CHINA’S Sinochem has offered to buy Singapore’s Halcyon Agri in a deal that would create the world’s largest natural rubber company with combined revenues of US$2.3bn.
Continuing China’s purchase of overseas commodity interests, Sinochem has bid around S$450m (US$329m) for Halcyon Agri, which runs 14 rubber processing plants in Indonesia and Malaysia, with a production capacity of 748,000 t/y.
If the merger is successful, Halcyon will then purchase GMG Global, a Singapore-based natural rubber producer, majority-owned by Sinochem, and absorb the Chinese chemical major’s natural rubber processing assets. The combined company would have 35 processing facilities across Indonesia, Thailand, Malaysia, China and Africa, with a total processing capacity of around 1.5m t/y.

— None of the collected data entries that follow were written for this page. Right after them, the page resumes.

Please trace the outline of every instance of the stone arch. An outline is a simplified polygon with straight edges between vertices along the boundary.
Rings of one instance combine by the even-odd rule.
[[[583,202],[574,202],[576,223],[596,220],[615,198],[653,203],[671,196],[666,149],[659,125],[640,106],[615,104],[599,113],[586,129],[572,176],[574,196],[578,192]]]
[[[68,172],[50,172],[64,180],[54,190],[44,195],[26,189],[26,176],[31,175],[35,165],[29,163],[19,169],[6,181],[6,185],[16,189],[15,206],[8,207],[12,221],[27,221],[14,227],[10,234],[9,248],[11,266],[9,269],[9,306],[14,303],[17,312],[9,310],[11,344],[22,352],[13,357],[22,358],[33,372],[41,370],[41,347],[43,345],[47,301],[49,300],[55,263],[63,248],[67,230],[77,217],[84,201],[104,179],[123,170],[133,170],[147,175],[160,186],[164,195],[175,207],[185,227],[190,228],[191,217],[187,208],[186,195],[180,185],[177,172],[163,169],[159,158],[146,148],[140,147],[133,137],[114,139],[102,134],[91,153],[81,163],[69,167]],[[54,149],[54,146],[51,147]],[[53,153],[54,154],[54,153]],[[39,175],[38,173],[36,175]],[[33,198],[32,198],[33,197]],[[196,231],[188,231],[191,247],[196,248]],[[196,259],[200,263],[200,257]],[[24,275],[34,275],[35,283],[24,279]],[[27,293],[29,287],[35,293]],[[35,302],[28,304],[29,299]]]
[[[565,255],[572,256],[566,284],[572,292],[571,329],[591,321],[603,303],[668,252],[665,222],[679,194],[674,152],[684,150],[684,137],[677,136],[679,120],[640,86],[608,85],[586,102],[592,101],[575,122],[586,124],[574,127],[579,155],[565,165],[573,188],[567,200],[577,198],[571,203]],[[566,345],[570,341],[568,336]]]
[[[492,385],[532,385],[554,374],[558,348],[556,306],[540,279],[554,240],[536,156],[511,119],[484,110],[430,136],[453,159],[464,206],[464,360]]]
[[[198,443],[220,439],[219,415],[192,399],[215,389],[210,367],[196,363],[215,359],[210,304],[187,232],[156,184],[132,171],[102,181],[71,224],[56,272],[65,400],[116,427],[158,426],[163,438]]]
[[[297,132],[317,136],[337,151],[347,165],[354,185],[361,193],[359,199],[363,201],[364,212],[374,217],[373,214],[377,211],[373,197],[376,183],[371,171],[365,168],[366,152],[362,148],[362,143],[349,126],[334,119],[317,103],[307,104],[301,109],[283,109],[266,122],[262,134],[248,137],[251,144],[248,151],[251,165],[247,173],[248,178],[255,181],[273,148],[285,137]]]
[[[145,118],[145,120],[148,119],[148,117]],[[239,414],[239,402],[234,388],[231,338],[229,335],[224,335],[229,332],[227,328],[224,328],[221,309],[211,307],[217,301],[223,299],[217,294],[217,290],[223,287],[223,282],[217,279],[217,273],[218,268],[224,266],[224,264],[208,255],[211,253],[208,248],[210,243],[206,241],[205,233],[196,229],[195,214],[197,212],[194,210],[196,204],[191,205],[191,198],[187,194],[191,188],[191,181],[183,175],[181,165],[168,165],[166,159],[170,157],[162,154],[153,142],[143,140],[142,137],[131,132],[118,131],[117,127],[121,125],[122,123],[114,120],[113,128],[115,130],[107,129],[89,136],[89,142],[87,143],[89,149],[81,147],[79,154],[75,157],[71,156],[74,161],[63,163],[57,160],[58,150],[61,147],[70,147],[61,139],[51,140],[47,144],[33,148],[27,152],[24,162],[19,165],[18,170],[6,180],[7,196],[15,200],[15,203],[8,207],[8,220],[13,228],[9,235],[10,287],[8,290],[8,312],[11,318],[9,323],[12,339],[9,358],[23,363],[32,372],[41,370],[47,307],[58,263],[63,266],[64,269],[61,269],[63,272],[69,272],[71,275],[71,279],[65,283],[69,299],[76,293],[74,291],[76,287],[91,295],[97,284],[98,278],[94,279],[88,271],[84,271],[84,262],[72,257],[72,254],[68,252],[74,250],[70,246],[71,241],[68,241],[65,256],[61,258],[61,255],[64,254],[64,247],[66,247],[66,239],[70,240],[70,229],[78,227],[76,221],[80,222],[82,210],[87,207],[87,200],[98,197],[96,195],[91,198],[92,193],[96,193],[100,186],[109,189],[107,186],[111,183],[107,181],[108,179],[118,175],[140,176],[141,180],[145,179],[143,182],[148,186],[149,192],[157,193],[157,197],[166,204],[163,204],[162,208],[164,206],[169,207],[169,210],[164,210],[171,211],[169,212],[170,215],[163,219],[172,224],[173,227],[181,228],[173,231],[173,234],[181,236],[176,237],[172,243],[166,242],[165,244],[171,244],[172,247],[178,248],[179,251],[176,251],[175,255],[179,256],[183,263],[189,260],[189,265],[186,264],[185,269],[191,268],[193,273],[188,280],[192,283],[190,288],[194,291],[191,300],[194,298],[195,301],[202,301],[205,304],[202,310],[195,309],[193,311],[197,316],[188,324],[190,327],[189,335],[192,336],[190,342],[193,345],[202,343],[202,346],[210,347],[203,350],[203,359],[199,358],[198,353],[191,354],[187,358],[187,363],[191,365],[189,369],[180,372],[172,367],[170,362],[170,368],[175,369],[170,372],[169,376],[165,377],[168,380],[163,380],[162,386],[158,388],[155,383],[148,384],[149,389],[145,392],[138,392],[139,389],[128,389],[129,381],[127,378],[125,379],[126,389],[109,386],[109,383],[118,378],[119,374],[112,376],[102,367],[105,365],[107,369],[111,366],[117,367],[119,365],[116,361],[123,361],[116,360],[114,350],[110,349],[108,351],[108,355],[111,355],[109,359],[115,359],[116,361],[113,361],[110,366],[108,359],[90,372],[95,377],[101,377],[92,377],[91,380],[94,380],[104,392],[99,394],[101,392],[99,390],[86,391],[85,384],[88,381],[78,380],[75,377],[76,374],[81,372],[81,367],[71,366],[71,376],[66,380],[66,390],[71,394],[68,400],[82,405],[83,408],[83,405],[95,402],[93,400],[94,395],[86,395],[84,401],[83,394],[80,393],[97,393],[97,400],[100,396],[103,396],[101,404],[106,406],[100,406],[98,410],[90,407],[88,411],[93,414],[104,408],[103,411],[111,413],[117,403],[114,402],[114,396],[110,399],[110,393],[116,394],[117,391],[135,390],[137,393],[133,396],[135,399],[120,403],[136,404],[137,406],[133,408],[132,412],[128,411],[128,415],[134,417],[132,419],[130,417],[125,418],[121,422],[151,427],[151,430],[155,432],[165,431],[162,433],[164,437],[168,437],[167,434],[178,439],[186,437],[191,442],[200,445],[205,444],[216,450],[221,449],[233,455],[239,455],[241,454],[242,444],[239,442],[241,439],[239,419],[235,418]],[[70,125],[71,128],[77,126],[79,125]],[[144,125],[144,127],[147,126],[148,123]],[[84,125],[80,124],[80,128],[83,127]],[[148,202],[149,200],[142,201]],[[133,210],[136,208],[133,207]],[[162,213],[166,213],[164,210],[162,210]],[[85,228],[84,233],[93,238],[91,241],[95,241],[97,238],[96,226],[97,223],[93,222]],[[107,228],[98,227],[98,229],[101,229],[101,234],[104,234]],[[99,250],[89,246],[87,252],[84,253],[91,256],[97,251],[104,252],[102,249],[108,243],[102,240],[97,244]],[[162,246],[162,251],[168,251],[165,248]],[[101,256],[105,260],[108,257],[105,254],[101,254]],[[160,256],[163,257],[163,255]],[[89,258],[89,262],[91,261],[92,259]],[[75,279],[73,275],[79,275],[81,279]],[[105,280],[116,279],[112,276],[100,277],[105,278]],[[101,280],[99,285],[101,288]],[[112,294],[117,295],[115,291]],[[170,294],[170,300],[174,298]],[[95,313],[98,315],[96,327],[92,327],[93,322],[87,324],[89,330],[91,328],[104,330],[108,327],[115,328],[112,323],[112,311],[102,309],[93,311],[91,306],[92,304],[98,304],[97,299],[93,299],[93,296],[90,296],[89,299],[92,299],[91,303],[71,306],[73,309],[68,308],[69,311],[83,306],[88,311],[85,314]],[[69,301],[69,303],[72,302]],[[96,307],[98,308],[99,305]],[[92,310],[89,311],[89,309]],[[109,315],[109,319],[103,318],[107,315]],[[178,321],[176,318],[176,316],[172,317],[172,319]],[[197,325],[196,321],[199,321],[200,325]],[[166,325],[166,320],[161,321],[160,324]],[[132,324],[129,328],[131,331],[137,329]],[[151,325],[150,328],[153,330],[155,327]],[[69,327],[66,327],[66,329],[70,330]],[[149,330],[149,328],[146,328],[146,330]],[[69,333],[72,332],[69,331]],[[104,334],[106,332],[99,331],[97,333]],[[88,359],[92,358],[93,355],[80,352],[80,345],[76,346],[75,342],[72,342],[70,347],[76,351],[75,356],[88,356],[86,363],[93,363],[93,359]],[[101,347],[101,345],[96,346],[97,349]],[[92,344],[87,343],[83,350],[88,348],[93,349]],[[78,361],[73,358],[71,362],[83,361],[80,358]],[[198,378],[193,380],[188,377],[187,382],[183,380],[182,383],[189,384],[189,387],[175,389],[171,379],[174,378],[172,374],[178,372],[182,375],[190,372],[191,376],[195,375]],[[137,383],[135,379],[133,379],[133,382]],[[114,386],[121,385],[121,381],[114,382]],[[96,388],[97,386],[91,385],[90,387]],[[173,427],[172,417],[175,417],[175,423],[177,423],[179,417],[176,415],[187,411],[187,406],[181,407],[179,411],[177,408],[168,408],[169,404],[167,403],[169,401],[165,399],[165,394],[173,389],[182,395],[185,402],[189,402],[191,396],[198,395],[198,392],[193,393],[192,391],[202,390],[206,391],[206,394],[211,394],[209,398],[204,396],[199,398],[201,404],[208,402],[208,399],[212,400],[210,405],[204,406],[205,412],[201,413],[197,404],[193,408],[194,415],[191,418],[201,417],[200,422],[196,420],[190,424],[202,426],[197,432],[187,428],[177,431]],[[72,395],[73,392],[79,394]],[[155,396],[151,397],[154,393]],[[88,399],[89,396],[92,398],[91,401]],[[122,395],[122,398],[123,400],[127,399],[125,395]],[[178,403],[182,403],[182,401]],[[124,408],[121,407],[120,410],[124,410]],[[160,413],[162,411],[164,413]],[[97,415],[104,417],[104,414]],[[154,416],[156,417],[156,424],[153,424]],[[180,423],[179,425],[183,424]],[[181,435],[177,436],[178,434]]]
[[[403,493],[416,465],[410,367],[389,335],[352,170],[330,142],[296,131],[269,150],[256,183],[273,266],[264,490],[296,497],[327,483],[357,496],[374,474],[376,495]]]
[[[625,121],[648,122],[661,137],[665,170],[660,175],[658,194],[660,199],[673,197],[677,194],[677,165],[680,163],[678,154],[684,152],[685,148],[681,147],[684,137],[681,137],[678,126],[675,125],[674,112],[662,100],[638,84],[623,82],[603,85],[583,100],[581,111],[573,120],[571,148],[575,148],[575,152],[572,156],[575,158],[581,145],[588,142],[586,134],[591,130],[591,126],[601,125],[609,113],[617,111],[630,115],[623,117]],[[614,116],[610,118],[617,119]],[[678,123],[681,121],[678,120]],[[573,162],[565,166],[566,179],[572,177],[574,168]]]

“The proposed merger will create a world leading global natural rubber enterprise, with market leading competency in each part of the supply chain including plantation, processing and distribution,” the companies said in a statement. The deal would increase the total rubber plantation land held by Halcyon Agri by more than 21 times to more than 153,000 hectares.
Halcyon will benefit from much greater access to Chinese demand for rubber, accounting for 4.8m t in 2015 or 39% of global demand, the companies said.
Chinese companies have been encouraged to buy into overseas commodity players to help secure access to supplies. Last year ChemChina bought Italian tyre manufacturer Pirelli for US$7.7bn.